Minha mãe me chamava de cantinho, bem séria, pensava que tinha aprontado algo. Mas era mais uma de suas advertências. Não, minha mãe não advertia, fazia premonições, algo como a voz do futuro em casa:
- Filha, você não pode depender de homem. Você tem que ganhar seu próprio dinheiro. Imagine pedir dinheiro a um homem para comprar um Modess?
Eu ficava assustada, era uma menina entre dois irmãos e circulando numa residência absolutamente masculina, onde o homem podia tudo e a mulher somente podia reclamar de não fazer nada.
Levei o conselho como um mandamento marista, um princípio jesuíta, pendurei na parede de minha vida como uma cruz.
Orientava e treinava minha disciplina, estimulava que aprendesse línguas estrangeiras. Logo abandonei mesadas, recusava presentes. Não fui domesticada.
Segui carreira de modo exemplar.
Pouco antes de me formar em medicina, estagiava para garantir a independência, era solteira, moderna, descolada, estava à beira da alforria completa quando conheci minha amiga Carol. A loirinha dinâmica tinha um namorado a quem servia em pormenores: acompanhava e organizava a agenda, acertava contas, garantia cursos na área, além de toda a sorte de mimos e garantias de amor e fidelidade.
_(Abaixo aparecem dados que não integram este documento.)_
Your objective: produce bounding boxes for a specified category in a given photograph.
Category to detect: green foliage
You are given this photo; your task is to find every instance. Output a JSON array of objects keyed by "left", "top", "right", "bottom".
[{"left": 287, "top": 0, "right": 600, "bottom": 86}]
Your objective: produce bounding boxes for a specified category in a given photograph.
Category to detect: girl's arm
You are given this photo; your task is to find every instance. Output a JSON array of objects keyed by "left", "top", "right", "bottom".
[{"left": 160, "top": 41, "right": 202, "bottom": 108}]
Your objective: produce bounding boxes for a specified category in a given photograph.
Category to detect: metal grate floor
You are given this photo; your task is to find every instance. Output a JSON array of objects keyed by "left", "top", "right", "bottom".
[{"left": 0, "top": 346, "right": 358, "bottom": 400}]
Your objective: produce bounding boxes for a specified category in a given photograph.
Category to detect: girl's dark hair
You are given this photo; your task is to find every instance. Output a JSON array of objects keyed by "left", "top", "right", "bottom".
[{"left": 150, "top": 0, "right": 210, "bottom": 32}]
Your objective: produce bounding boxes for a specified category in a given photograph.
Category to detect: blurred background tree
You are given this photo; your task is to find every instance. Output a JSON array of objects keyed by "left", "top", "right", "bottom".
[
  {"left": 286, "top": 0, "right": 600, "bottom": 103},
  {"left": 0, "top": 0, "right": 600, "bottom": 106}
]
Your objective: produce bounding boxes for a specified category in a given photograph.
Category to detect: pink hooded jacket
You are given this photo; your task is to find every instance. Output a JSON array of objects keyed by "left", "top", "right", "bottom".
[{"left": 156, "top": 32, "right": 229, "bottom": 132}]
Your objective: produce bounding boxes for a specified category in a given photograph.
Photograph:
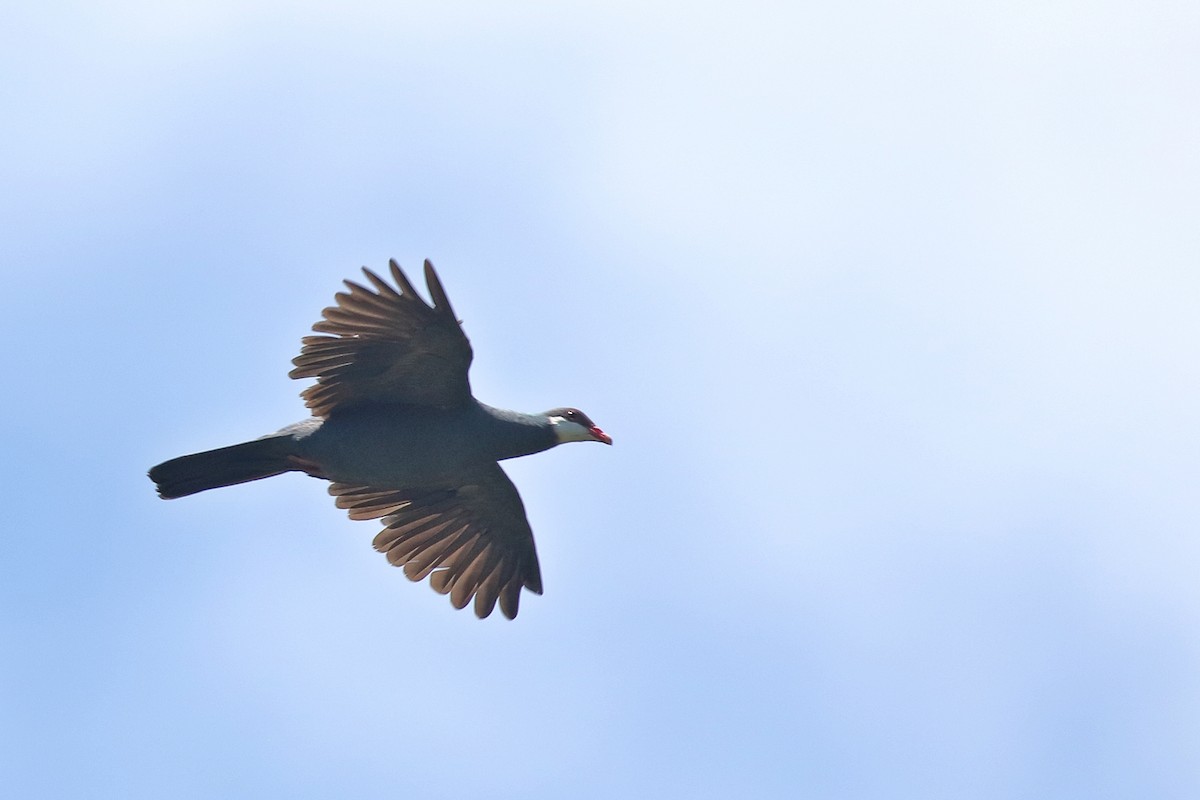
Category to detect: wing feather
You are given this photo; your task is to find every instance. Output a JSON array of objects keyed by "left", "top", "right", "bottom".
[
  {"left": 329, "top": 464, "right": 541, "bottom": 619},
  {"left": 288, "top": 260, "right": 473, "bottom": 416}
]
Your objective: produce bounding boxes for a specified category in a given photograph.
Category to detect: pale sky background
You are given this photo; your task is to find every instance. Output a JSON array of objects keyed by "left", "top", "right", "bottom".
[{"left": 0, "top": 0, "right": 1200, "bottom": 800}]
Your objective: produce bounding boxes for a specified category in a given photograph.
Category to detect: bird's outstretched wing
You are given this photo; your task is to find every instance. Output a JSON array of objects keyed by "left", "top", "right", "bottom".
[
  {"left": 329, "top": 464, "right": 541, "bottom": 619},
  {"left": 288, "top": 261, "right": 472, "bottom": 416}
]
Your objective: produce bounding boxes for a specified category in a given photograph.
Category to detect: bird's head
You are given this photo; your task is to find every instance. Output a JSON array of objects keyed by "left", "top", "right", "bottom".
[{"left": 546, "top": 408, "right": 612, "bottom": 445}]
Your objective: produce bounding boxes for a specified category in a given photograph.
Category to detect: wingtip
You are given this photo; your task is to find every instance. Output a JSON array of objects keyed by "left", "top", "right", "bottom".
[{"left": 425, "top": 259, "right": 454, "bottom": 317}]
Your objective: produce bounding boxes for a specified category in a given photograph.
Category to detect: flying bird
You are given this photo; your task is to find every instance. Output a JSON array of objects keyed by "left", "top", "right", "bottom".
[{"left": 150, "top": 260, "right": 612, "bottom": 619}]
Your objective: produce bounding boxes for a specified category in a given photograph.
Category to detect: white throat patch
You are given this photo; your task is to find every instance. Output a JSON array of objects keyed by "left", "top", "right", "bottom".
[{"left": 550, "top": 416, "right": 595, "bottom": 444}]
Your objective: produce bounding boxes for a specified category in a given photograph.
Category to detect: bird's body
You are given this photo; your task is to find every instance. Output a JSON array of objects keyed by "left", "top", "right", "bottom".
[{"left": 150, "top": 261, "right": 612, "bottom": 618}]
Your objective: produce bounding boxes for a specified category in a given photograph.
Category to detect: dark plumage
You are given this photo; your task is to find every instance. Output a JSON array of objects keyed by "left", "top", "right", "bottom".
[{"left": 150, "top": 261, "right": 612, "bottom": 619}]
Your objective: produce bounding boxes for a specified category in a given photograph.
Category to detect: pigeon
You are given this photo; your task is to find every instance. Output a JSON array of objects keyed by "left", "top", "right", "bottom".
[{"left": 149, "top": 260, "right": 612, "bottom": 619}]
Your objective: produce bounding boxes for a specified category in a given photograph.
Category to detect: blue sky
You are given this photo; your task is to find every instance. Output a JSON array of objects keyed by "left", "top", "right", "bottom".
[{"left": 0, "top": 0, "right": 1200, "bottom": 800}]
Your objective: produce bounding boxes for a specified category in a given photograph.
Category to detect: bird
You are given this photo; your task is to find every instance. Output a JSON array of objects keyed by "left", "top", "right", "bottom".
[{"left": 149, "top": 259, "right": 612, "bottom": 619}]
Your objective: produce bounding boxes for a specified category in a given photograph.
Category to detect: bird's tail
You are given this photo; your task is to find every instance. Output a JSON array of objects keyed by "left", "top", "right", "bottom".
[{"left": 150, "top": 434, "right": 298, "bottom": 500}]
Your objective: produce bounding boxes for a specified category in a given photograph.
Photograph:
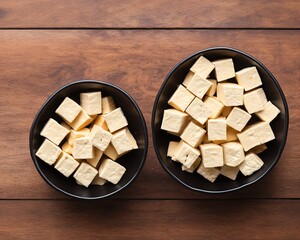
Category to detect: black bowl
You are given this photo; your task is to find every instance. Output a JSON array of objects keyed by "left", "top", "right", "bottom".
[
  {"left": 29, "top": 80, "right": 148, "bottom": 199},
  {"left": 152, "top": 47, "right": 289, "bottom": 193}
]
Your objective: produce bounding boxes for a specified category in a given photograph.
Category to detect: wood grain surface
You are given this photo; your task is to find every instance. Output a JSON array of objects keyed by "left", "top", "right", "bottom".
[
  {"left": 0, "top": 0, "right": 300, "bottom": 240},
  {"left": 0, "top": 0, "right": 300, "bottom": 28},
  {"left": 0, "top": 200, "right": 300, "bottom": 240}
]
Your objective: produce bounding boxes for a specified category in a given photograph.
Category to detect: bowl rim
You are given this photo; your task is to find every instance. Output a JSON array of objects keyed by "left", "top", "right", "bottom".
[
  {"left": 29, "top": 80, "right": 148, "bottom": 200},
  {"left": 151, "top": 47, "right": 289, "bottom": 194}
]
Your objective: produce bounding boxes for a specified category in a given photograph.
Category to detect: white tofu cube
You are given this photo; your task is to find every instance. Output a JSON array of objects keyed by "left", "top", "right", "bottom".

Perguntei a ela se não tinha medo de se tornar dependente dele. Calma, sorriu ancestral e liquidou o assunto:
- Quem depende de mim é ele.
Uma nova dimensão feminina do respeito se abriu para mim.
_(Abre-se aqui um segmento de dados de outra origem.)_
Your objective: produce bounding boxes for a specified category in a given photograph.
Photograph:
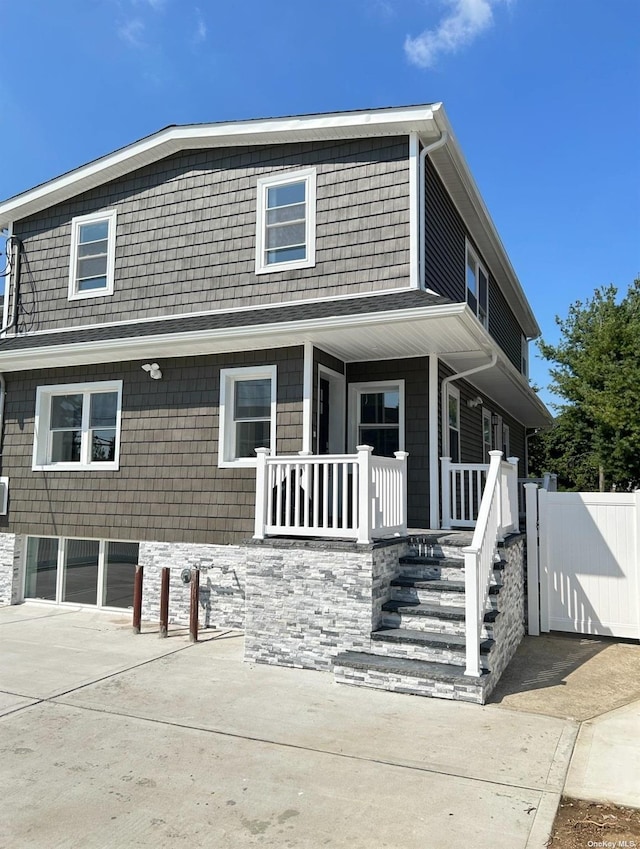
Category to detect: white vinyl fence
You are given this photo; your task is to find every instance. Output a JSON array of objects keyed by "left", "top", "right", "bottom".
[{"left": 526, "top": 485, "right": 640, "bottom": 639}]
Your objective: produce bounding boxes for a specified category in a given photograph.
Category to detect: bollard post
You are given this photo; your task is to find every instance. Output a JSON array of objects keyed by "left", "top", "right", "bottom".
[
  {"left": 160, "top": 566, "right": 170, "bottom": 637},
  {"left": 133, "top": 564, "right": 144, "bottom": 634},
  {"left": 189, "top": 569, "right": 200, "bottom": 643}
]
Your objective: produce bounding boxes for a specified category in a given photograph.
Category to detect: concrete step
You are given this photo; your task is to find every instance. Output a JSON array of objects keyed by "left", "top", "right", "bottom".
[
  {"left": 381, "top": 600, "right": 499, "bottom": 639},
  {"left": 371, "top": 628, "right": 494, "bottom": 669},
  {"left": 333, "top": 652, "right": 489, "bottom": 704},
  {"left": 390, "top": 574, "right": 500, "bottom": 607}
]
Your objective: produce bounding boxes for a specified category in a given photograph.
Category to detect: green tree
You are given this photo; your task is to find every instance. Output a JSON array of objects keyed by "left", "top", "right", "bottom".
[{"left": 534, "top": 279, "right": 640, "bottom": 491}]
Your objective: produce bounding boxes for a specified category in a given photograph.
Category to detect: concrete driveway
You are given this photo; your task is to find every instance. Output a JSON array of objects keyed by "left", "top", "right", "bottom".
[{"left": 0, "top": 605, "right": 578, "bottom": 849}]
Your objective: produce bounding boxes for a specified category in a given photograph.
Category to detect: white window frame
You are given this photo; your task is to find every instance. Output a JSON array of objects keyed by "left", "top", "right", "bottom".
[
  {"left": 349, "top": 380, "right": 405, "bottom": 452},
  {"left": 218, "top": 365, "right": 278, "bottom": 469},
  {"left": 464, "top": 240, "right": 489, "bottom": 330},
  {"left": 445, "top": 384, "right": 462, "bottom": 463},
  {"left": 31, "top": 380, "right": 122, "bottom": 472},
  {"left": 69, "top": 209, "right": 116, "bottom": 301},
  {"left": 256, "top": 168, "right": 316, "bottom": 274},
  {"left": 20, "top": 534, "right": 140, "bottom": 613}
]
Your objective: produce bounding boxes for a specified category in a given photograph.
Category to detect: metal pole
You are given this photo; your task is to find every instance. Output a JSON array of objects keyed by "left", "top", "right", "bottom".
[
  {"left": 133, "top": 564, "right": 144, "bottom": 634},
  {"left": 189, "top": 569, "right": 200, "bottom": 643},
  {"left": 160, "top": 566, "right": 170, "bottom": 637}
]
Depois da Carol, mudei muito em relação à parceria. Não me sinto culpada por coincidir desejos com o namorado. Não realizo o que não tenho vontade, eu cuido dos meus cuidados.
Antecipar-se ao que o outro precisa não é submissão. O termômetro fica por conta do prazer. Quando sou altruísta, sou também egoísta, faço porque quero. Faço porque ninguém manda em mim, nem minha mãe.